Key principles to reinforce:
- Configuration over coding: In AUTOSAR and automotive middleware environments, correctness is largely determined by ARXML configuration, not application code. A correctly implemented algorithm can produce wrong results due to a single misconfigured parameter.
- Traceability as a first-class concern: Every configuration decision should be traceable to a requirement, safety goal, or architecture decision. Undocumented configuration choices are a common source of regression defects when ECUs are updated.
- Cross-module dependencies: In tightly integrated automotive software stacks, changing one module's configuration often requires corresponding updates in dependent modules. Always perform a dependency impact analysis before submitting configuration changes.
🏭 How This Topic Appears in Production Projects
- Project integration phase: The concepts covered in this lesson are most commonly encountered during ECU integration testing — when multiple software components from different teams are combined for the first time. Issues that were invisible in unit tests frequently surface at this stage.
- Supplier/OEM interface: This is a topic that frequently appears in technical discussions between Tier-1 ECU suppliers and OEM system integrators. Engineers who can speak fluently about these details earn credibility and are often brought into critical design review meetings.
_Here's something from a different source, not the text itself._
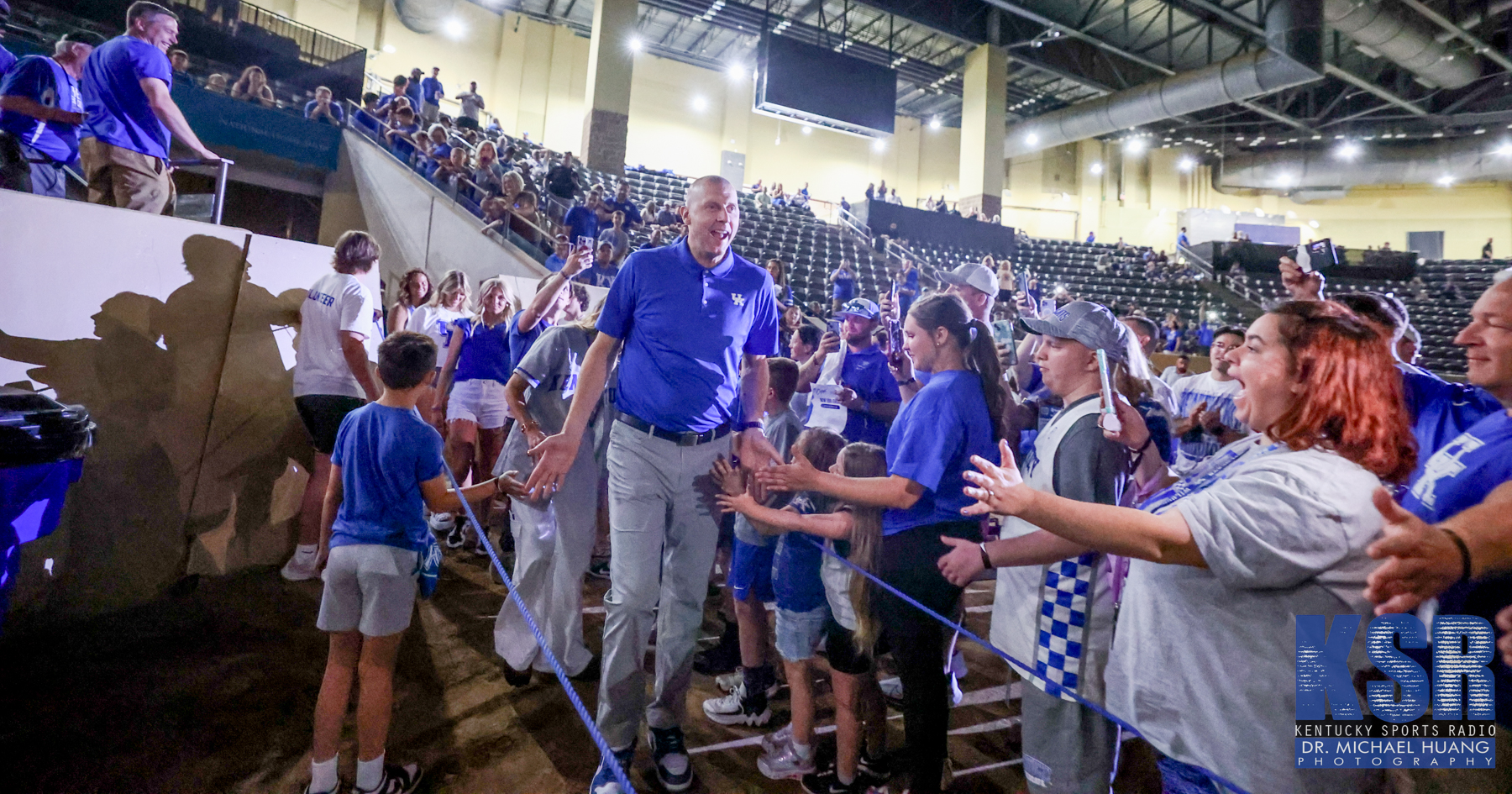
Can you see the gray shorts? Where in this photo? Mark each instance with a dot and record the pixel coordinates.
(368, 589)
(1068, 748)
- Automotive tool ecosystem: Vector CANoe/CANalyzer, dSPACE tools, and ETAS INCA are the standard tools used to validate and measure the correct behaviour of the systems described in this lesson. Familiarity with these tools alongside the conceptual knowledge dramatically accelerates debugging in real projects.
⚠️ Common Mistakes and How to Avoid Them
- Assuming default configuration is correct: Automotive software tools ship with default configurations that are designed to compile and link, not to meet project-specific requirements. Every configuration parameter needs to be consciously set. 'It compiled' is not the same as 'it is correctly configured'.
- Skipping documentation of configuration rationale: In a 3-year ECU project with team turnover, undocumented configuration choices become tribal knowledge that disappears when engineers leave. Document why a parameter is set to a specific value, not just what it is set to.
- Testing only the happy path: Automotive ECUs must behave correctly under fault conditions, voltage variations, and communication errors. Always test the error handling paths as rigorously as the nominal operation. Many production escapes originate in untested error branches.
- Version mismatches between teams: In a multi-team project, the BSW team, SWC team, and system integration team may use different versions of the same ARXML file. Version management of all ARXML files in a shared repository is mandatory, not optional.
📊 Industry Note
Engineers who master both the theoretical concepts and the practical toolchain skills covered in this course are among the most sought-after professionals in the automotive software industry. The combination of AUTOSAR standards knowledge, safety engineering understanding, and hands-on configuration experience commands premium salaries at OEMs and Tier-1 suppliers globally.